André Chénier par Anatole France



"Loin d'être un initiateur, André Chénier est la dernière expression d'un art expirant.

C'est à lui qui aboutissent le goût, l'idéal, la pensée du XVIIIe siècle. Il résume le style Louis XVI et l'esprit encyclopédique. Il est la fin d'un monde. Voilà précisément pourquoi il est exquis, pourquoi il est parfait. Certes, il est achevé. Il achève un art et n’en commence aucun autre. Il ferme un cycle. Il n'a rien semé ; il a tout moissonné (...). Il fut tout ce qu'était son temps : néo-grec, didactique, encyclopédiste, érotique, romanesque, sensible, sentimental, tolérant, athée, feuillant. C'est dans les jardins anglais qu'il vit la nature ; son goût de l'antique ne fut en réalité que le goût Louis XVI. Je le loue, d'ailleurs, je l’en admire. Il eût fait du pastiche s'il n'eût fait du Louis XVI. Il aime, il comprend, il embrasse le 18e siècle.

Il ne devine, il ne pressent rien du nôtre. Novateur ! personne ne le fut moins. Il est étranger à tout ce que l'avenir prépare. Rien de ce qui va fleurir n’est en germe chez lui. C'est un vrai contemporain de Suard et de Morellet. Il n'a soupçonné ni le spiritualisme, ni la mélancolie de René, ni l'ennui d’Obermann, ni les ardeurs romanesques de Corinne. Il n'a prévu ni les curiosités métaphysiques ni les inquiétudes littéraires qui entraînent madame de Staël et Benjamin Constant vers l'Allemagne. Il a vu jouer Shakespeare à Londres et il y a moins compris qu'en avait fait Voltaire, Letourneur et Ducis. Le feu qui court dans ses veines n'est pas la flamme subtile qui dévora Werther. Il ne porte pas en lui le grand vague, le malaise infini des temps nouveaux. Il n'est point épris de cette folie de gloire et d'amour qui va saisir les enfants de la Révolution. Il n'a aucune des aspirations de l'esprit moderne (...).

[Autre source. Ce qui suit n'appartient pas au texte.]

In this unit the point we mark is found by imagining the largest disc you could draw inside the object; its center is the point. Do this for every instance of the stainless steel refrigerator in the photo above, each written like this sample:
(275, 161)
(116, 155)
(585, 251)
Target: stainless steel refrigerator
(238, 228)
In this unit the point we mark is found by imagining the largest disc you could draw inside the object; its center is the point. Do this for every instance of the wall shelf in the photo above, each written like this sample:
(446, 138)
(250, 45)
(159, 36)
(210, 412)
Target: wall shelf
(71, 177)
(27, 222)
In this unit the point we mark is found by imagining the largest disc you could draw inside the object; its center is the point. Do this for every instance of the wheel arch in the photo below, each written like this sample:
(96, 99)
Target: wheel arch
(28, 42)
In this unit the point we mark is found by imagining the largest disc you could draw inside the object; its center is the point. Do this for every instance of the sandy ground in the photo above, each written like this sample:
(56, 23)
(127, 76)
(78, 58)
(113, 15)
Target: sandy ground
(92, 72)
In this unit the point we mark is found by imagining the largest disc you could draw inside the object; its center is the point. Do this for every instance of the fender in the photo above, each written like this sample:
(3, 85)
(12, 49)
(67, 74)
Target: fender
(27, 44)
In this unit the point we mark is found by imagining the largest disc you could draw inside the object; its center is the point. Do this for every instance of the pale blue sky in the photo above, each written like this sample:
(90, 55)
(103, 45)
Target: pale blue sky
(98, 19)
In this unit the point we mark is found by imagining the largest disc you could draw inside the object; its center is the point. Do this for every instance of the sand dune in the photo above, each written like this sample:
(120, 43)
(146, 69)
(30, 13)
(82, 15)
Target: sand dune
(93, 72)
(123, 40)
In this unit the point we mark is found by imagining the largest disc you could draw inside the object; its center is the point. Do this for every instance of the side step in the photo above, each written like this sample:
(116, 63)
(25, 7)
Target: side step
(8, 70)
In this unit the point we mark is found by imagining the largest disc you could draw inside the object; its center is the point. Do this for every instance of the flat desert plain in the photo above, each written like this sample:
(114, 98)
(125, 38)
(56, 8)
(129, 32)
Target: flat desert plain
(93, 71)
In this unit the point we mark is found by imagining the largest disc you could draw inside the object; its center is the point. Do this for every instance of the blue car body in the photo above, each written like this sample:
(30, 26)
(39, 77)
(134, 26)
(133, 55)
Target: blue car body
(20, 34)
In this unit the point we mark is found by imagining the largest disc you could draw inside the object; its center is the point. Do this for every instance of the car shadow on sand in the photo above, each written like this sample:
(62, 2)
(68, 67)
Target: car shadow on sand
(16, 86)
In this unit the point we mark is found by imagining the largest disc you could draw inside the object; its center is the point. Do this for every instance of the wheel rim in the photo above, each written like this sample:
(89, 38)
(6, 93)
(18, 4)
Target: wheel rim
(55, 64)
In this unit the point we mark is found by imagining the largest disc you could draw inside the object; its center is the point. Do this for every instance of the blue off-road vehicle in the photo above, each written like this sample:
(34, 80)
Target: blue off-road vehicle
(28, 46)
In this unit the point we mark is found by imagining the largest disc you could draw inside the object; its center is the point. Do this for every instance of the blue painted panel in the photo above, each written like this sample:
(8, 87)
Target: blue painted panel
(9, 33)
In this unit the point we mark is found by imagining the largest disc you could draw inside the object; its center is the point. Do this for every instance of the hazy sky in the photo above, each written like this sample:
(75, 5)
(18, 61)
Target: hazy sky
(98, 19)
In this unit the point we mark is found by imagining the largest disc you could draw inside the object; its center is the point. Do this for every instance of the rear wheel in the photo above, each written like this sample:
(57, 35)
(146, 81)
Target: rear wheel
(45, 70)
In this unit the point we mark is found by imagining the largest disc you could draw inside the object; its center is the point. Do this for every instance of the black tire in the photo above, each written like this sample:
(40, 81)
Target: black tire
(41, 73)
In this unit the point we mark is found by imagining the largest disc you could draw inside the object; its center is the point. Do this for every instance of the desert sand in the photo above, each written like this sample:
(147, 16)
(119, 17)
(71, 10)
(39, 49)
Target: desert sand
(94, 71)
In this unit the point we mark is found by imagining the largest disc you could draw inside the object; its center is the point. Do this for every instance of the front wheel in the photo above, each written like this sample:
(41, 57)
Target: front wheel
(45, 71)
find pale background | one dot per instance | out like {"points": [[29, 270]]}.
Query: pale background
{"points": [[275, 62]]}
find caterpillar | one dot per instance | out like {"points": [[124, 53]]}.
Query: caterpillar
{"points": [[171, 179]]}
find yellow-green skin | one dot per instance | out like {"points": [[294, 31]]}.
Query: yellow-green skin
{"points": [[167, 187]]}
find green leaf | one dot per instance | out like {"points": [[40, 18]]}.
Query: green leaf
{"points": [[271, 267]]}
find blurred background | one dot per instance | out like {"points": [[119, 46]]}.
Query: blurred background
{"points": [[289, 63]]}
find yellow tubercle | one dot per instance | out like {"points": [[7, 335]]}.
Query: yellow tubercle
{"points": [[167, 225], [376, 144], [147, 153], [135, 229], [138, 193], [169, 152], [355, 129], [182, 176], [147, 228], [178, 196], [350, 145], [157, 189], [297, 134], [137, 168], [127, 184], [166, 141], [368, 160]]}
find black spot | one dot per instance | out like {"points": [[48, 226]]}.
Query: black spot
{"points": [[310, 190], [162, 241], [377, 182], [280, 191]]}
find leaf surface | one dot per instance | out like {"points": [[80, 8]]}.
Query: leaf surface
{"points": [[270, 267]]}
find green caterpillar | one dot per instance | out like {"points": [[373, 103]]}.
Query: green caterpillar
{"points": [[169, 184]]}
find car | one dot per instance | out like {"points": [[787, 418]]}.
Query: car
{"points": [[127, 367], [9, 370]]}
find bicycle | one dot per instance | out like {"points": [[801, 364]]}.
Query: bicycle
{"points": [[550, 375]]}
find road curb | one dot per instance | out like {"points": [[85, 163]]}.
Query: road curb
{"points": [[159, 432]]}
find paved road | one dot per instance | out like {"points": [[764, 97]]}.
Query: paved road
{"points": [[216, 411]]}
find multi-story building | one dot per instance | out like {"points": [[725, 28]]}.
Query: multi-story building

Imaginez (...) qu’André, échappé au bourreau, ait vécu sous le Consulat. Nul doute qu'il n’eût fréquenté la société de Suard et de Morellet. Il aurait été du groupe des philosophes, épousant les passions et les préjugés de ses amis ; il aurait difficilement compris l'état d'âme auquel répondit le Concordat en politique et le Génie du Christianisme dans les lettres. Le voyez-vous publiant son Hermès, travaillant dans le didactique, traitant Atala de triste capucinade, raillant les nouveaux barbares stupidement épris de l'architecture des Goths, et déplorant le retour du fanatisme ? De tout ce qui excitait alors les imaginations, je ne vois guère qu’Ossian et Malvina dont il eût pu s’accommoder ; pour tout le reste, l'esprit le plus dépaysé, le plus étranger, le plus malheureux (...).

Même pour la forme du vers, André Chénier est un pur classique du XVIIIe siècle. Sans doute il a un délicieux tour qui lui est propre. Son vers, ferme et flexible à la fois, est d'une harmonie audacieuse et charmante ; il est de beaucoup le premier des versificateurs comme le premier des poètes de son temps. Mais son art n'est point essentiellement différent du leur. Ses rejets, ses coupes, n'étaient pas sans précédent quand il les employa. On en trouverait des exemples dans Bertin, dans Parny, surtout dans les Géorgiques de Delille, si on lisait encore Delille et Bertin, qui, en effet, ne sont guère lisibles, et Parny, qui est exquis.

Je dirai (...) que l'influence d'André Chénier n’est sensible chez aucun des poètes de ce siècle et c'est par pure fantaisie que les éditeurs de la nouvelle Anthologie /des poètes français du XIXe siècle/ ont placé l'Aveugle et la Jeune Captive en tête du recueil, comme un portique Louis XVI à l'entrée d'un édifice moderne" (A. France, La Vie littéraire, 1888 ; Calmann-Lévy, rééd. 1921 ; in Oeuvres, Ed. Kindle, empl. 24105-24182).